O BTG Pactual reforçou o caráter defensivo da empresa e manteve recomendação de compra, com preço-alvo de R$ 31. O banco salientou que a Vivo segue negociando a múltiplos razoáveis, com P/L em torno de 13 vezes e dividend yield projetado de 8%, patamar superior ao de operadoras norte-americanas e semelhante ao da TIM.

Receita móvel em desaceleração

O ponto de atenção veio da receita de serviços móveis, que cresceu 5,5% em base anual, mas ficou abaixo dos trimestres anteriores — avanço de 7,3% no 2T24 e 6,5% no 1T24. O Bradesco BBI observou que o resultado, embora sólido, foi influenciado por fatores não recorrentes, como a venda de ativos, e alertou que algumas tendências positivas vistas no trimestre podem não se sustentar.

A desaceleração da receita móvel e a pressão nos custos de serviços são sinais de que a empresa enfrenta desafios para manter o ritmo de expansão”, avaliou o BBI.

O Itaú BBA compartilhou visão semelhante, apontando que a desaceleração esperada da Receita de Serviços de Telecomunicações (MSR) pode limitar a capacidade de crescimento real acima da inflação. Segundo o banco, a próxima divulgação de resultados será crucial para confirmar uma reaceleração da MSR e consolidar a confiança na retomada do setor de telecomunicações no Brasil.

Ainda assim, o BBA elogiou o avanço em monetização corporativa (B2B) e o desenvolvimento do ecossistema Vivo Total, considerado um vetor importante para crescimento de longo prazo.

Superando expectativas do mercado

A performance da Vivo superou as projeções do Goldman Sachs, que estimava lucro 21% menor. O banco norte-americano ressaltou que o desempenho foi impulsionado por um Ebitda (lucro antes de juros, impostos, depreciação e amortização) mais forte e alíquota efetiva de impostos reduzida. O indicador cresceu 6,8% na comparação anual, com margem estável e pressão controlada nos custos.

A companhia também reportou ganhos de R$ 232 milhões com venda de ativos de concessões, acima da estimativa do Goldman de R$ 168 milhões, e reiterou sua projeção de R$ 4,5 bilhões em vendas totais desses ativos até 2027.

Reavaliação das recomendações

Apesar dos fundamentos positivos, parte do mercado vê pouco espaço para valorização. A Monte Bravo Investimentos rebaixou a recomendação de compra para neutra, com preço-alvo de R$ 31, destacando o mercado maduro, a entrada de novos competidores — como o Nubank — e múltiplos esticados.

O Itaú BBA manteve visão neutra, com preço-alvo de R$ 35,50, enquanto o Goldman Sachs reiterou compra, com alvo de R$ 34.
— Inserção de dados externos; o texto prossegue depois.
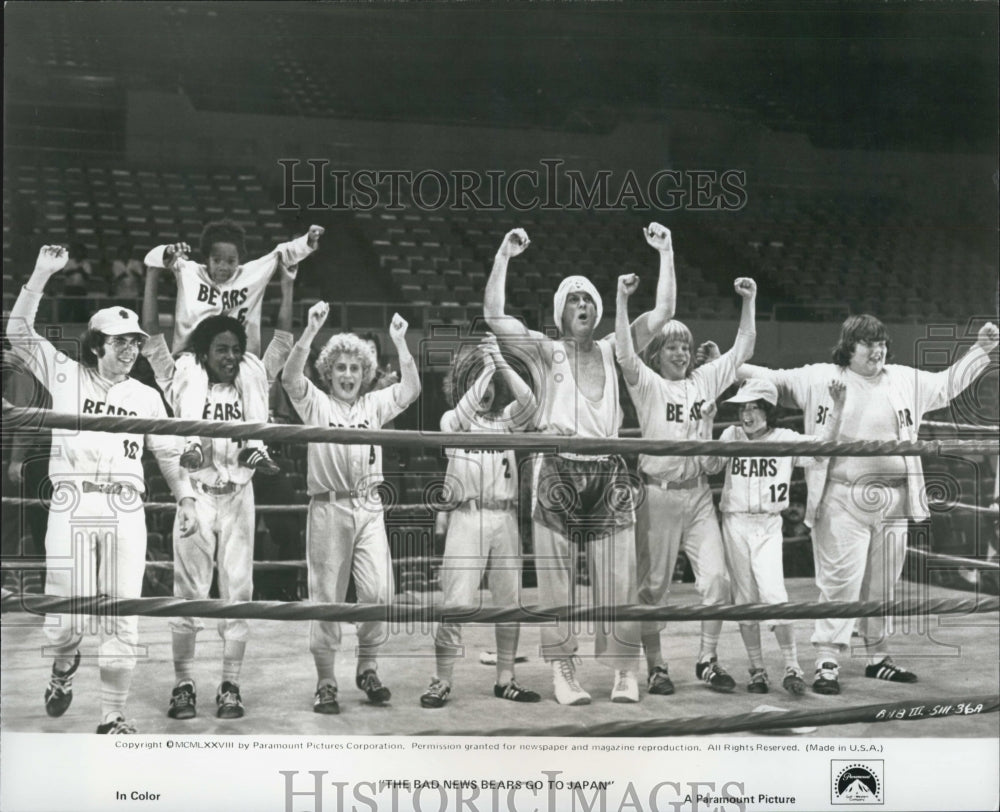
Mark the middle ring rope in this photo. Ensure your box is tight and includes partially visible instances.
[3,401,1000,457]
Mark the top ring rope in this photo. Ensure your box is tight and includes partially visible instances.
[3,400,1000,457]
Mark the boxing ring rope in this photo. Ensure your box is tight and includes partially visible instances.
[3,401,1000,457]
[0,401,1000,738]
[2,590,1000,623]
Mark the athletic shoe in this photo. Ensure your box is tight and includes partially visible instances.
[45,651,80,716]
[552,657,590,705]
[313,682,340,714]
[97,714,136,735]
[646,665,674,696]
[479,651,528,665]
[781,666,806,696]
[747,668,771,694]
[493,680,542,702]
[694,657,736,694]
[611,670,639,702]
[180,443,205,471]
[420,677,451,708]
[865,657,917,682]
[236,448,281,476]
[355,668,392,705]
[167,679,198,719]
[215,682,246,719]
[813,661,840,695]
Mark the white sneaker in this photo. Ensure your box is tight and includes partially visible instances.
[552,658,590,705]
[611,671,639,702]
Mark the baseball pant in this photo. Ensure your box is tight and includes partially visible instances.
[434,503,521,656]
[636,481,731,635]
[306,499,396,660]
[170,483,257,642]
[812,481,908,651]
[722,513,791,628]
[532,522,640,670]
[45,484,146,670]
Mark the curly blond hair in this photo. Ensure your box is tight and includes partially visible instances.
[316,333,378,391]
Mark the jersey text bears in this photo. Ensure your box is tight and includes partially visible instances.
[732,457,778,476]
[201,401,243,420]
[198,284,249,310]
[83,398,138,417]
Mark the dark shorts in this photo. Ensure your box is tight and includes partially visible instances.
[532,454,637,542]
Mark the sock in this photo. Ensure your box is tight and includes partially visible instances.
[170,629,198,683]
[434,643,457,685]
[774,623,802,672]
[52,652,76,676]
[816,643,838,668]
[698,620,722,663]
[313,651,337,685]
[101,666,132,721]
[740,623,764,670]
[222,640,247,685]
[642,631,667,671]
[496,623,521,685]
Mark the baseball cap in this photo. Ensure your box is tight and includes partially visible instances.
[552,276,604,332]
[726,378,778,406]
[87,307,149,338]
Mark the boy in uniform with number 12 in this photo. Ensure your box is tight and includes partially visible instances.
[703,378,846,696]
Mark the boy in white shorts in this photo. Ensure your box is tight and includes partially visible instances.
[420,335,541,708]
[704,379,845,696]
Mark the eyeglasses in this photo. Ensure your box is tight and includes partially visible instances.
[105,336,146,352]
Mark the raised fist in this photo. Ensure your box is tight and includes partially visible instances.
[618,273,639,299]
[694,341,722,367]
[829,378,847,409]
[733,276,757,299]
[977,321,1000,352]
[306,302,330,332]
[642,223,673,251]
[499,228,531,258]
[278,256,299,282]
[306,226,326,248]
[389,313,410,343]
[35,245,69,275]
[163,242,191,270]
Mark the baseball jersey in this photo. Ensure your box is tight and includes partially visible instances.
[445,414,517,502]
[285,378,405,496]
[740,345,989,527]
[144,234,315,355]
[7,288,194,500]
[706,426,823,513]
[625,350,736,482]
[143,334,256,487]
[538,336,624,438]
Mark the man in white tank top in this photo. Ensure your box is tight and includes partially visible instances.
[738,315,1000,694]
[483,223,675,705]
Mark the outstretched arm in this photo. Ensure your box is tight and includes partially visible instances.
[281,302,330,400]
[483,228,552,363]
[7,245,69,340]
[732,276,757,368]
[628,223,677,352]
[389,313,420,409]
[142,242,191,336]
[615,273,642,386]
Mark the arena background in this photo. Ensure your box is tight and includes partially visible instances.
[3,3,998,760]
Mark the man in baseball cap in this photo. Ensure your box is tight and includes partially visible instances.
[87,307,149,338]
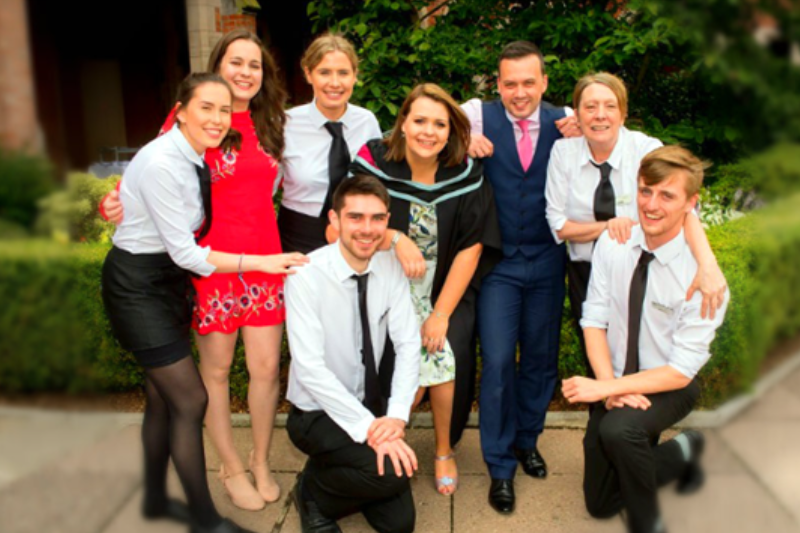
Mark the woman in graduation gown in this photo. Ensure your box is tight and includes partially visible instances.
[351,83,501,495]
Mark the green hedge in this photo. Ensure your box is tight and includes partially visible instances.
[0,196,800,406]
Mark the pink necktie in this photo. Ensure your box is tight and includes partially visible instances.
[517,120,533,172]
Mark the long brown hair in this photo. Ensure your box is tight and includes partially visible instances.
[384,83,470,167]
[208,28,286,159]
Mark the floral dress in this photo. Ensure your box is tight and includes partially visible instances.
[408,202,456,387]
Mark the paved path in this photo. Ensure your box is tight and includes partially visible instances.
[0,370,800,533]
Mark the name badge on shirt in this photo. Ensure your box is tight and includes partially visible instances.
[652,302,675,316]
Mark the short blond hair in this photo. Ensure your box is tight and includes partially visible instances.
[300,33,358,72]
[572,72,628,118]
[639,145,708,198]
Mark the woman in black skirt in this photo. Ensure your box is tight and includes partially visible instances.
[103,74,307,533]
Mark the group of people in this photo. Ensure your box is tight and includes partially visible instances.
[101,30,728,533]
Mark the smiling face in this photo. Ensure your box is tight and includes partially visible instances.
[305,50,356,120]
[497,55,547,119]
[578,83,625,153]
[637,169,697,250]
[217,39,264,111]
[401,96,450,161]
[176,82,232,155]
[330,194,389,272]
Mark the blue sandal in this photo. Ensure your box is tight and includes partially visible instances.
[434,451,458,496]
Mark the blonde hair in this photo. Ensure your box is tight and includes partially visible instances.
[639,145,708,198]
[300,33,358,72]
[572,72,628,118]
[384,83,470,167]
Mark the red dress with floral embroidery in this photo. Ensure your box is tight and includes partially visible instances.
[192,111,285,335]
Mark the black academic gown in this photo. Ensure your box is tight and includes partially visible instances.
[350,139,502,445]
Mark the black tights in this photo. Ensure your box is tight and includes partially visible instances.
[142,357,222,527]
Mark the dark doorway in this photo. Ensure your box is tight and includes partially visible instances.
[28,0,189,172]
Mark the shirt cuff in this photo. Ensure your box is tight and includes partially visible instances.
[195,246,217,277]
[347,414,375,444]
[547,217,567,244]
[581,302,608,329]
[386,400,411,423]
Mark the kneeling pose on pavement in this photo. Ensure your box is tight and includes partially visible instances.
[286,175,421,533]
[563,146,730,533]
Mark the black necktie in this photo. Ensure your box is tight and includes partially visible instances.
[195,161,211,241]
[320,122,350,218]
[353,274,386,417]
[592,162,617,222]
[623,250,656,376]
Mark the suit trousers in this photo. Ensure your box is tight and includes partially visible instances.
[286,407,416,533]
[583,381,700,533]
[478,247,565,479]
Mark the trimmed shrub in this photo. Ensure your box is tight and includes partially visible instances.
[0,148,55,229]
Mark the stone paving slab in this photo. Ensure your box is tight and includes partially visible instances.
[659,474,800,533]
[737,383,800,422]
[454,475,624,533]
[720,419,800,520]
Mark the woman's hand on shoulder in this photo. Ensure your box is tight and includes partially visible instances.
[100,189,125,226]
[420,311,450,353]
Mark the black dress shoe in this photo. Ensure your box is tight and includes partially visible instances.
[675,429,706,494]
[190,518,254,533]
[142,498,191,524]
[514,448,547,479]
[292,472,342,533]
[489,479,517,514]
Visão do Bolso do Investidor

A Vivo segue como uma das companhias mais sólidas do setor, com fluxo de caixa previsível e dividendos atrativos, mas enfrenta o desafio de sustentar crescimento orgânico num mercado cada vez mais competitivo. A queda na receita móvel acende um sinal de alerta: sem novos vetores de expansão, a valorização das ações pode perder fôlego.

A médio prazo, a monetização de novos serviços digitais e corporativos será decisiva para manter o apelo da empresa entre investidores que buscam equilíbrio entre estabilidade e rentabilidade.

Conclusão

O resultado da Vivo reforça a imagem de uma empresa sólida, eficiente e com bom histórico de entrega, mas que enfrenta o dilema típico das grandes companhias maduras: como crescer sem perder rentabilidade. A desaceleração da receita móvel, mesmo que pontual, indica que o ciclo de expansão orgânica pode estar chegando a um limite natural.

Com a política monetária voltando a enfrentar incertezas e a concorrência ganhando espaço, o desafio da companhia será manter margens elevadas e gerar novas fontes de receita, especialmente no segmento corporativo e digital.

Para o investidor, a mensagem é clara: em tempos de juros mais altos e crescimento moderado, empresas defensivas continuam atrativas — mas o potencial de valorização fica restrito a quem conseguir provar capacidade de expansão real.